The spectral change computing unit is used for the acoustic feature sequence vector that goes out according to said extracted, calculates the spectral change of above-mentioned tested speech,

Wherein, the spectral change of the tested speech that above-mentioned weight calculation unit calculates according to above-mentioned spectral change computing unit is calculated above-mentioned weight.

5. the demo plant of identified by speaking person according to claim 4, wherein, above-mentioned spectral change computing unit is used for:

According to every frame and its characteristic distance between the consecutive frame on the time series of the acoustic feature sequence vector of above-mentioned tested speech, calculate the spectral change of above-mentioned tested speech.

6. the demo plant of identified by speaking person according to claim 5, wherein, with the mean value tolerance of every frame of the acoustic feature sequence vector of above-mentioned tested speech and its characteristic distance between the consecutive frame on the time series as the spectral change of above-mentioned tested speech at this frame.

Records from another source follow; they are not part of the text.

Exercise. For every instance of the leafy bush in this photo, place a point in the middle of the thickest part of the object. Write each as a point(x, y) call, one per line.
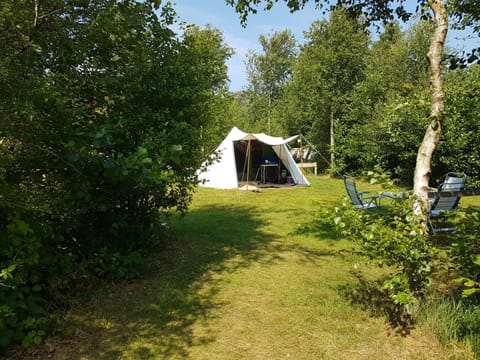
point(392, 240)
point(102, 108)
point(22, 314)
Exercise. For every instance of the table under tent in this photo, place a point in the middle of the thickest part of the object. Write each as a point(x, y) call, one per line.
point(252, 160)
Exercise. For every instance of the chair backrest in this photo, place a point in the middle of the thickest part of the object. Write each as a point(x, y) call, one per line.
point(452, 182)
point(352, 192)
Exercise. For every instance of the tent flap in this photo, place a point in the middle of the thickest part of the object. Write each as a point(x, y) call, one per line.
point(223, 173)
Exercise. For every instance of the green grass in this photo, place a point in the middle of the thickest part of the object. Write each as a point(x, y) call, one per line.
point(246, 275)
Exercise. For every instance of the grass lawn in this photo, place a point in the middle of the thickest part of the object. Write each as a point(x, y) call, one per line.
point(249, 275)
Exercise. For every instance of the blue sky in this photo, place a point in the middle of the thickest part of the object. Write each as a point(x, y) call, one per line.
point(219, 15)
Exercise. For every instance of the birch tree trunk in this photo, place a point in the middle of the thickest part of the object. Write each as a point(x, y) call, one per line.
point(434, 129)
point(332, 141)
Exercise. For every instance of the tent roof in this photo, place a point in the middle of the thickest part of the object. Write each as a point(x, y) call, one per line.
point(236, 134)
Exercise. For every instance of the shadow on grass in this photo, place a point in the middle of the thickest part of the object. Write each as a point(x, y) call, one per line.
point(371, 296)
point(154, 317)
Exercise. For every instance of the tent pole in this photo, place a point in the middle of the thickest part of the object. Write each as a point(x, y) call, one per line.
point(248, 160)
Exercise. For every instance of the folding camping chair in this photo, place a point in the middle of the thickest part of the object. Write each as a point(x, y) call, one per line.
point(359, 201)
point(440, 206)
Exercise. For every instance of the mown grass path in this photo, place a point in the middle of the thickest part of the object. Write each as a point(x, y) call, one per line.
point(247, 275)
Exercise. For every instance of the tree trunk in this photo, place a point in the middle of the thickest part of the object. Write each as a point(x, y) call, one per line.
point(332, 141)
point(434, 129)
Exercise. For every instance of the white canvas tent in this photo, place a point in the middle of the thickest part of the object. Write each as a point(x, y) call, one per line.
point(252, 159)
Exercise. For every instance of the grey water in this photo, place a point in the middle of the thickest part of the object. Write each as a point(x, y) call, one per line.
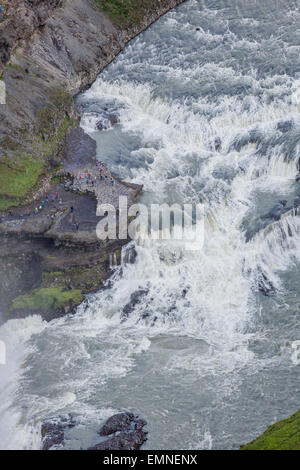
point(208, 101)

7. the demo plant of identified by speaking person according to claim 4, wherein, above-mentioned spectral change computing unit is used for:

According to every frame and its characteristic distance between the frame of the adjacent node on the above-mentioned coupling path of the acoustic feature sequence vector of above-mentioned tested speech, calculate the spectral change of above-mentioned tested speech.

8. the demo plant of identified by speaking person according to claim 7, wherein, with the mean value tolerance of every frame of the acoustic feature sequence vector of above-mentioned tested speech and its characteristic distance between the frame of the adjacent node on the coupling path as the spectral change of above-mentioned tested speech at this frame.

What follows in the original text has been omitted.